In the previous article, we talked about personal loans, and how you as a customer can apply and receive one. In this installment, we will explain how the bank makes its decision about giving you a loan and the factors involved in this decision:

How does a bank get financial information about their customers?
In Egypt, banks are given access to a system created by the Egyptian Credit Bureau (i-score) that contains information about customers’ credit such as loan payment history and the status of credit liabilities and supplies it to the requesting bank.
The Egyptian Credit Bureau compiles this information from two sources:

  1. Data reported from banks and other lending members containing customers' facilities updates with balances and payments delays.

  2. Data reported from banks periodically to the Central Bank of Egypt (CBE) with updates to the credit registry, the negative list, and legal actions.


This information gets translated into a credit score, a three digits number that tells the bank how reliable you as a customer will be, by adding up five factors:

  1. Payment history: How often you were late in paying your dues to banks and lending institutions.

  2. Outstanding debt: Percentage of credit card balances available for use to you.

  3. Credit history length: which takes into account:


    • How old are your credit accounts

    • How old are specific credit accounts

    • How long since you’ve used certain accounts


  4. Pursuit of new credit: it takes into account the number of new inquiries and the number of new facilities you received in the past year.

  5. Credit Mix: Shows the different facilities you have taken out, such as credit cards and different loans and their percentages.


*For more information on these factors and their respective importance in your credit report and score, please refer to The Egyptian Credit Bureau
To ensure your application gets approved, your credit score must be satisfactory to the bank.
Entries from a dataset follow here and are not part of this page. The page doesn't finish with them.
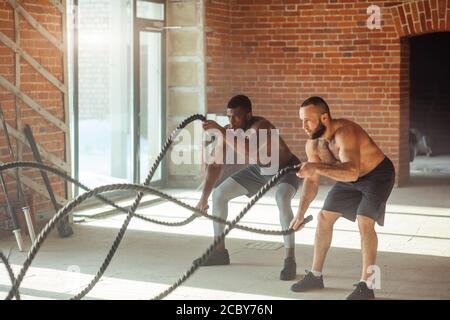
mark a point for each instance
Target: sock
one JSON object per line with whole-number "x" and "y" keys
{"x": 316, "y": 273}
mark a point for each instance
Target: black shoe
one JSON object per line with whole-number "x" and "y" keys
{"x": 309, "y": 282}
{"x": 218, "y": 258}
{"x": 361, "y": 292}
{"x": 289, "y": 271}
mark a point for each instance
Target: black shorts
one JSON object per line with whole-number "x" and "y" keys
{"x": 253, "y": 179}
{"x": 366, "y": 197}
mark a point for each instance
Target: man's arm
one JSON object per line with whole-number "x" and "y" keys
{"x": 244, "y": 149}
{"x": 348, "y": 169}
{"x": 310, "y": 187}
{"x": 214, "y": 172}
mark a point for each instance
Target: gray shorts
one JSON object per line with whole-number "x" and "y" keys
{"x": 252, "y": 179}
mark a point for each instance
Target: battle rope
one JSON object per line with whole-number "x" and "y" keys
{"x": 14, "y": 291}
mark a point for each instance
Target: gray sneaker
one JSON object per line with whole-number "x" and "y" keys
{"x": 309, "y": 282}
{"x": 361, "y": 292}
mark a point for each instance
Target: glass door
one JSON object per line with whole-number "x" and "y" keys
{"x": 150, "y": 98}
{"x": 149, "y": 87}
Here’s how you can improve your credit score:

  1. Pay your dues on time: Paying your outstanding balance on time constitutes most of your credit score. One or two late payments won’t cause your score to go down significantly, but don’t make a habit out of it or you won’t be approved for further facilities.

  2. Apply for the facilities that you need to allow your score more leeway when another need pops up.

  3. Keep your old credit cards: Even if they’re inactive, keeping them will preserve vital info about your credit history from the report.


This was a quick rundown of what personal loans are, how to successfully apply for one, how banks assess their customers, and how you can improve your standing.
Good luck in all your financial transactions!